Conséquemment, à la suite de son analyse, le DPCP est d'avis que la preuve ne révèle pas la commission d'une infraction criminelle par les policiers du SPS impliqués dans cet événement.
Le DPCP fournit, au nom de l'État, un service de poursuites criminelles et pénales indépendant, contribuant à assurer la protection de la société, dans le respect de l'intérêt public et des intérêts légitimes des victimes.
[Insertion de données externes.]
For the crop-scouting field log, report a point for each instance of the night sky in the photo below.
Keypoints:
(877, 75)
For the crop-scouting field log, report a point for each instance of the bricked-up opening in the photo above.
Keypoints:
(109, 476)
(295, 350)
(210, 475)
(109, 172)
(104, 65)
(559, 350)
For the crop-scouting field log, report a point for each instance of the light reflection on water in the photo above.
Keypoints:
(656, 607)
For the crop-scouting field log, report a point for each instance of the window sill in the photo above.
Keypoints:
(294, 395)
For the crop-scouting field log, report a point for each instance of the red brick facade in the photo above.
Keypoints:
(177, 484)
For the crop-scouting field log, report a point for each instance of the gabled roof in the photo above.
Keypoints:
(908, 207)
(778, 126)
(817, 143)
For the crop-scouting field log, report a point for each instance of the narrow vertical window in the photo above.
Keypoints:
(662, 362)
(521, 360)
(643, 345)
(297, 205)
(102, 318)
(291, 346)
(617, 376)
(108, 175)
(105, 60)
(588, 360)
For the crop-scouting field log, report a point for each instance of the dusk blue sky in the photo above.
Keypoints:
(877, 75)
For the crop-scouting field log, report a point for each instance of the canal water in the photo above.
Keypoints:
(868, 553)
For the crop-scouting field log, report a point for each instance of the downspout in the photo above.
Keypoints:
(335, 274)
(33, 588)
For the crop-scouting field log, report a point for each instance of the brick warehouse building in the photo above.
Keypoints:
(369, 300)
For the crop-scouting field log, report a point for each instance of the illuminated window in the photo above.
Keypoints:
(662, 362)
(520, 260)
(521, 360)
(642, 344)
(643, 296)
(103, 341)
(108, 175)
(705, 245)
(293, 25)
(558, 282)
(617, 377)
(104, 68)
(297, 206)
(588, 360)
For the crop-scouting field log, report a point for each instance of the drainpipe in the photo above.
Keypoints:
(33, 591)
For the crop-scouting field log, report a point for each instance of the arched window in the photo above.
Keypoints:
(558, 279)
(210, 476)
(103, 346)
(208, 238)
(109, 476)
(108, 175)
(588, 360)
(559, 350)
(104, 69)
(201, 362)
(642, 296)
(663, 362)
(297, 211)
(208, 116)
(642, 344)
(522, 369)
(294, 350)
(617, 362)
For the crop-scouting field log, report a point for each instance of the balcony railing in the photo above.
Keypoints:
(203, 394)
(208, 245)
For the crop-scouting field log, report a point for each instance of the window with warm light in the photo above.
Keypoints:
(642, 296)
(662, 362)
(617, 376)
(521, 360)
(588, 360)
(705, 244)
Chaque dossier soumis au DPCP est analysé avec rigueur et impartialité. La norme qui guide les procureurs concernant l'opportunité d'entreprendre une poursuite est prévue à la directive ACC-3. En droit criminel, le fardeau de la preuve que doit satisfaire la poursuite est très exigeant. En raison du principe de la présomption d'innocence, la poursuite doit en effet faire une démonstration hors de tout doute raisonnable de la culpabilité de l'accusé devant le tribunal.
La décision de poursuivre ou non est une décision discrétionnaire prise par le procureur dans l'exécution de ses obligations professionnelles sans crainte d'ingérence judiciaire ou politique et sans céder à la pression médiatique. Par ailleurs, ce n'est pas la tâche du procureur de se prononcer sur une possible faute civile ou déontologique. Il ne cherche que les éléments lui permettant de conclure qu'un acte criminel a été commis et de déterminer s'il peut raisonnablement en faire la preuve. Il ne lui appartient pas non plus de formuler des commentaires ou des recommandations concernant les méthodes d'intervention policière.
La publication des motifs qui étayent la décision de ne pas porter d'accusation dans certains dossiers revêt un caractère exceptionnel et s'appuie sur des lignes directrices.